Dannenberg died after a long illness in the night of 10 March 2015 at the age of 84 years in Kronshagen, Schleswig-Holstein.

== Awards ==
- 2000 Biermann-Ratjen-Medaille of the Free and Hanseatic City of Hamburg for services to art and culture in Hamburg
- 2003 Austrian Decoration for Science and Art I. classe

== Publications ==
- Das kleine Schumann-Buch. Salzburg, 1979, and Hamburg, 1983.
- Gaukler und Primadonnen. Vom Ballhaus zum Stadttheater im alten Kiel. Hamburg, o. J.
- Helden und Chargen. Zwischen den Kriegen – Dreißig Jahre Theater in Kiel. Hamburg, o. J.
- Edited together with Max W. Busch: Die Hamburgische Staatsoper. 2 volumes. Volume I: 1678 bis 1945 Bürgeroper-Stadt-Theater-Staatsoper. Volume II: 1945 bis 1988. Nachkrieg und Gegenwart. Zürich, 1988/89.

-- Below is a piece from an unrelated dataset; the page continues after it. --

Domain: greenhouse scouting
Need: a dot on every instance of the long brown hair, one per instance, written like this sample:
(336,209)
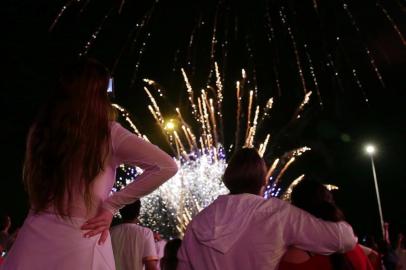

- Immer wenn es Abend wird. Dreihundert Jahre Theater in Kiel. Hamburg, 1983.
- Extensive contribution to Halte fest, was Dir von allem übrigblieb. 100 Jahre Theater am Kleinen Kiel. Edited by Ole Hruschka. Kiel, 2007.
- Contribution to Das Schöne, das Schreckliche am Theater ist seine Vergänglichkeit in OFFEN SEIN ZU – HÖREN. Der Dirigent Christoph von Dohnányi. Published by Klaus Schultz. Hamburg, 2010.